The impact of Champa rice
Many indica rice accessions were introduced to the Yangtze River region in China about 1000 years ago according to the History of Song Dynasty. Some points can be summarized: 1) Champa rice was already present in Southern China before the early Sung Dynasty, 2) many of the Champa rice accessions were resistant to biotic and abiotic stresses, and 3) perhaps there was no photoperiod-insensitive accession in Central China before Champa rice was introduced. Champa rice was cultivated in the Yangtze River area and southern China since then.

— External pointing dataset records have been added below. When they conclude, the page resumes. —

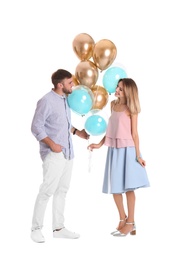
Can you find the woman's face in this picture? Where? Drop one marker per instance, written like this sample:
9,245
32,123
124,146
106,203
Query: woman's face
119,90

The sequence analysis and phenotype screening confirmed again that Champa rice accessions had several good agronomic traits: they were early ripening and thus could grow at least twice a year in subtropical and tropical regions and were resistant to biotic and abiotic stresses such as blast, drought and salt. Before the semi-dwarf varieties were available, the Champa rice accessions were very popular for rice production in Taiwan. In the early 20th century, many Champa rice landraces were subjected to pure line selection in Taiwan. Examples are Kaoshiung Ching Kuo Chan No. 1 and Kaoshiung Pai Ko Pu Chan [10]. After WWII, cross breeding was also used in the breeding program. The most famous variety was Taichung Native No. 1 (TN1), with the parental lines DGWG and Tsai Yuan Chon. This is the first semi-dwarf modern variety in the world and is lodging-resistant. TN1 was released at 1957 and very quickly became the leading variety in Taiwan. When the International Rice Research Institute (IRRI) was established at 1960, rice breeders brought DGWG to the IRRI and it was subjected to a breeding program. The famous miracle rice IR8 (DGWG x Pita) was released at 1966 and quickly became the hallmark rice variety for the “green revolution”. DGWG has been in the pedigree of at least 80% of the world’s modern indica rice varieties. Thus, Champa rice has played important roles in ancient and modern rice production.